Additional challenges to confirmation of ACD caused by permanent makeup include biologic ones: Over months to years, pigments undergo haptenization, degrading into different molecules as a result of skin exposure to sunlight or laser irradiation, or due to metabolism; many cases of ACD may not be due to the initial pigment but instead may result from skin reaction to a pigment breakdown product. Also, given that tattoo pigments reside within the papillary dermis rather than the epidermis, intradermal testing of a pigment [which would result in permanent tattooing of the skin] may elicit an allergic response in a patient who is nonresponsive to patch testing, making the clinical value of patch testing in this setting uncertain.

Following permanent makeup procedures, patients may also react to inactive ingredients in the ink, such as formaldehyde; materials used in wound care; or fragrance in aftercare soaps and lotions.

Study limitations include the investigators’ inability to evaluate the 32 brands of permanent makeup inks that did not provide complete safety data sheets. Additionally, safety data sheets were limited by what information the manufacturers chose to disclose, which may not be accurate. The investigators also cautioned that, while they were able to identify ACD likely to have been caused by permanent makeup pigments, the pigments without a reported history of ACD are not necessarily nonallergenic.

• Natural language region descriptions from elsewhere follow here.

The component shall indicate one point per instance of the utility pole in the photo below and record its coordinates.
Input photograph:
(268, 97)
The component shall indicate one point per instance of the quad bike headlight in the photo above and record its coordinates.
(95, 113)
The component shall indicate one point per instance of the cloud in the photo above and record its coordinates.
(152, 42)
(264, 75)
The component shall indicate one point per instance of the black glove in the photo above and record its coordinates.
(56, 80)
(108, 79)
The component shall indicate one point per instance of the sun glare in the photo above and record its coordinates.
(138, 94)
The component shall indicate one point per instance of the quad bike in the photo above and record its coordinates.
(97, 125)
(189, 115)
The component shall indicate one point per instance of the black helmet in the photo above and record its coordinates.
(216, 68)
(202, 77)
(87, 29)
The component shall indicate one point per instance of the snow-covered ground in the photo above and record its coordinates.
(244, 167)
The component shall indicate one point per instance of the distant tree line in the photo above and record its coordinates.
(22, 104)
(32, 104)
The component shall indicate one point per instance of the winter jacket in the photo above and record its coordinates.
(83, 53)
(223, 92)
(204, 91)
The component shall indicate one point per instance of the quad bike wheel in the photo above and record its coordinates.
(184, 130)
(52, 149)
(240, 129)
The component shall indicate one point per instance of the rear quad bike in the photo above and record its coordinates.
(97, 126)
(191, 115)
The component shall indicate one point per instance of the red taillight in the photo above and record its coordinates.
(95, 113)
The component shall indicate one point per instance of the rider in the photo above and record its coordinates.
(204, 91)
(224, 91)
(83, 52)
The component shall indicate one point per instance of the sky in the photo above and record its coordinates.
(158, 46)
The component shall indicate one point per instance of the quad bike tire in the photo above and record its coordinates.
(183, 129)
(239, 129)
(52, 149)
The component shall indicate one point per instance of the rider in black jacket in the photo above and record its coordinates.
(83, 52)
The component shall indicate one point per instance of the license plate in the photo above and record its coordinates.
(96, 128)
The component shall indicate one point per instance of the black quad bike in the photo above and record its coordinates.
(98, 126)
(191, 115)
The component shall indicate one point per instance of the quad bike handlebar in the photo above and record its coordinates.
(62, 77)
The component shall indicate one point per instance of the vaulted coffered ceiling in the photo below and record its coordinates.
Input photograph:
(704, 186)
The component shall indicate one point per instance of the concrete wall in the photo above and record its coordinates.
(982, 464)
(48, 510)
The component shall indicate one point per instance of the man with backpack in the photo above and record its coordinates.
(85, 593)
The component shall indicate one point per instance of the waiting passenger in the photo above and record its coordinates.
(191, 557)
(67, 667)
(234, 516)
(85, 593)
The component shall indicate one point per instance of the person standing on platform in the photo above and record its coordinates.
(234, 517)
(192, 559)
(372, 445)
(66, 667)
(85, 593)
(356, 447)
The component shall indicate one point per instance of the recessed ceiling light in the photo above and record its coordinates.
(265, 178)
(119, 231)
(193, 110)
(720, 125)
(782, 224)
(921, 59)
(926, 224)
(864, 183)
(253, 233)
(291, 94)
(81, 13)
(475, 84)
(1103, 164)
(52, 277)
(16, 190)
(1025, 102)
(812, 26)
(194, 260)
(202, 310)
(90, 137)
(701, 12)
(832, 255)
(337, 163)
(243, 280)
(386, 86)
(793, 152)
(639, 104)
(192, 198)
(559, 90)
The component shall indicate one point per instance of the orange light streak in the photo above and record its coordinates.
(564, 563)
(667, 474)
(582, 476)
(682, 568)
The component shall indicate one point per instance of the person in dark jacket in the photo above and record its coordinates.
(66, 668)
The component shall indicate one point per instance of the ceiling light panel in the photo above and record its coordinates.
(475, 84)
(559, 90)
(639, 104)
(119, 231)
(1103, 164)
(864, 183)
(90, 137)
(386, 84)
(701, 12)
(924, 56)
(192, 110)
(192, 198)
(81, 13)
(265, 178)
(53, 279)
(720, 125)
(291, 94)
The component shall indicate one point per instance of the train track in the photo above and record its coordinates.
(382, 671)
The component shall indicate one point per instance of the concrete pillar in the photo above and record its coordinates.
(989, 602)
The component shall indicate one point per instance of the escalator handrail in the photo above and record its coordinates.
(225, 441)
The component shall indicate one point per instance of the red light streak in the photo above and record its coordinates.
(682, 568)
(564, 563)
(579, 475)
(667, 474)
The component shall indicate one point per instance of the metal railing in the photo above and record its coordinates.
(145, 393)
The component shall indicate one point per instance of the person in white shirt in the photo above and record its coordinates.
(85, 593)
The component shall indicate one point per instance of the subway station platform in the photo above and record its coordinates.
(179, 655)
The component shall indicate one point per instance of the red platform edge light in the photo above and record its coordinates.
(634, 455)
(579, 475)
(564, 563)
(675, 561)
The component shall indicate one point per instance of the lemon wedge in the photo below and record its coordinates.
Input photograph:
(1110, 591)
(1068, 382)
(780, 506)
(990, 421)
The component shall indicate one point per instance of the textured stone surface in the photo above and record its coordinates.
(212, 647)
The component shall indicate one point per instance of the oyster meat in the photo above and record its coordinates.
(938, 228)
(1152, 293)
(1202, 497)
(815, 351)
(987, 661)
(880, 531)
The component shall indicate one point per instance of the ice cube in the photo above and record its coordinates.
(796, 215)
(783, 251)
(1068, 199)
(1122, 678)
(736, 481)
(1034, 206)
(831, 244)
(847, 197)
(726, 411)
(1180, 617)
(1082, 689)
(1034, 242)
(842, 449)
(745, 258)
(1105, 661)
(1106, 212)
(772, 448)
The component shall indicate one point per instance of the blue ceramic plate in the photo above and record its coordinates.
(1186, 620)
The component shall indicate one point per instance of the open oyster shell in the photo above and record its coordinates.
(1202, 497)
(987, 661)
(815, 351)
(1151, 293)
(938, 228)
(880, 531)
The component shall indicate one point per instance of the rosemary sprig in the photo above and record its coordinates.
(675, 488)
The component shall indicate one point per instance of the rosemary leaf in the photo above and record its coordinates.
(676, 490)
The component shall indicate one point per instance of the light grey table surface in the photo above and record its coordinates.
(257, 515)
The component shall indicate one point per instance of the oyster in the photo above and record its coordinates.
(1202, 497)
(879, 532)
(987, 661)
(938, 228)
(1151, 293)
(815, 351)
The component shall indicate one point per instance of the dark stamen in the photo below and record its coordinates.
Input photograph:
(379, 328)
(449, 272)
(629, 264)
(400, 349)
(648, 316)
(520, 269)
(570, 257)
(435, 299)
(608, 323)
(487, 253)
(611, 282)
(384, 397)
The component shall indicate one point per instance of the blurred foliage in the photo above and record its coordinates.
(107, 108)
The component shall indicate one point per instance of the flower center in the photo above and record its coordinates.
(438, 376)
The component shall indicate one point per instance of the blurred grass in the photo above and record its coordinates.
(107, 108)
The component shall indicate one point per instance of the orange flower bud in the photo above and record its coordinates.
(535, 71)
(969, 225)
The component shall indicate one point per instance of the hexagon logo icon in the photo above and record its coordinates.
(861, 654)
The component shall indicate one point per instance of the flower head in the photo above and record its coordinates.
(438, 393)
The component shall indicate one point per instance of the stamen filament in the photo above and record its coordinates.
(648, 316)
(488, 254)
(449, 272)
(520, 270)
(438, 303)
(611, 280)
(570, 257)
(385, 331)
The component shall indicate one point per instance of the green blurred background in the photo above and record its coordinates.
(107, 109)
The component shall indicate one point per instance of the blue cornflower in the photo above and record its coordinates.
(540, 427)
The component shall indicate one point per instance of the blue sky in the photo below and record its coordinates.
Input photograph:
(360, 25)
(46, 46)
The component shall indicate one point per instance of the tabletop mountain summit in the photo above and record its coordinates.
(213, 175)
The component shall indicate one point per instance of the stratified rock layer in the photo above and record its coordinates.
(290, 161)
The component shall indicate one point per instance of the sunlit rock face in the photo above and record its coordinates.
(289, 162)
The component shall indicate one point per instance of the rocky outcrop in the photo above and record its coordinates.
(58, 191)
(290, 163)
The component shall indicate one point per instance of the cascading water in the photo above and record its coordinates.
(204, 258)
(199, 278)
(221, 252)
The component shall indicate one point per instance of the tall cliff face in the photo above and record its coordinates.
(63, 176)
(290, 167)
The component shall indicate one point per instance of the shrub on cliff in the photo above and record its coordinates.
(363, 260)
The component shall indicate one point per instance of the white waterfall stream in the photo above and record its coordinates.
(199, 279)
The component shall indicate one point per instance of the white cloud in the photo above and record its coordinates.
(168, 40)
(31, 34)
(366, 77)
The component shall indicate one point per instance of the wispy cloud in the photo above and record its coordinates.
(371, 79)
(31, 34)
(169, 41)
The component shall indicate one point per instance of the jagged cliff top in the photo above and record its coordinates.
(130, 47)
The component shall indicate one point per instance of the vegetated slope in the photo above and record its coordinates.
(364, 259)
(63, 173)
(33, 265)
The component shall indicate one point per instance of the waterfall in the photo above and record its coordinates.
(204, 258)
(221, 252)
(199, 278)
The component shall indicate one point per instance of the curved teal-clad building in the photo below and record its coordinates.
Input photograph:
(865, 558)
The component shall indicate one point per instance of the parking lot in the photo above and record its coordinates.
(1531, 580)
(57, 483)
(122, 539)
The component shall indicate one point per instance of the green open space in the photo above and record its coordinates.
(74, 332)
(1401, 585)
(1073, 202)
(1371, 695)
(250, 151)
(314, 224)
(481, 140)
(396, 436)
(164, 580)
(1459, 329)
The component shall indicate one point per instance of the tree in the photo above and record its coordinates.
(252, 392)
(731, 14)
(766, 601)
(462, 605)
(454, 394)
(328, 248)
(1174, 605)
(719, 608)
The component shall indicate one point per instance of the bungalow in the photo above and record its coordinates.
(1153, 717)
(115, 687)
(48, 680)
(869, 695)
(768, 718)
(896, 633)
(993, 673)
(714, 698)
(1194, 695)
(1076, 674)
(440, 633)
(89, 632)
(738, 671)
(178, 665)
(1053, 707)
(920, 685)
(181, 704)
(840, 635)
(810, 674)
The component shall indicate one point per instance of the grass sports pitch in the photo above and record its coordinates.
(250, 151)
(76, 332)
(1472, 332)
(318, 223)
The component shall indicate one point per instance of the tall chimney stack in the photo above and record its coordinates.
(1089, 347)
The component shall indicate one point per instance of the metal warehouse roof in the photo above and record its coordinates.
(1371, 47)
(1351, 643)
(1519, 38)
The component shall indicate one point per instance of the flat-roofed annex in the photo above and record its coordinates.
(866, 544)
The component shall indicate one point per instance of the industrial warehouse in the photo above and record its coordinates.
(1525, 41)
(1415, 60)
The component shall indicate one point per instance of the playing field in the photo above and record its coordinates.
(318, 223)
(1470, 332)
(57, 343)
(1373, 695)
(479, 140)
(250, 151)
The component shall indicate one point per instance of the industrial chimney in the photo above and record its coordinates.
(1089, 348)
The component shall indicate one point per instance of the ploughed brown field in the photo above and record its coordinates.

The researchers concluded, “Our findings demonstrate that most pigments used in [permanent makeup] inks sold in the United States are organic dyes, and some of these have been reported to cause ACD.” They added, “However, identifying pigment allergies is stymied by limitations in the regulation and labelling of [permanent makeup] inks. Furthermore, traditional patch testing methods may not be useful in confirming the presence of a pigment allergy, even if one is suspect. Ultimately, consumers and patch testing physicians would benefit from better labelling of tattoo inks and the development of protocols designed to specifically test for tattoo pigment allergies.”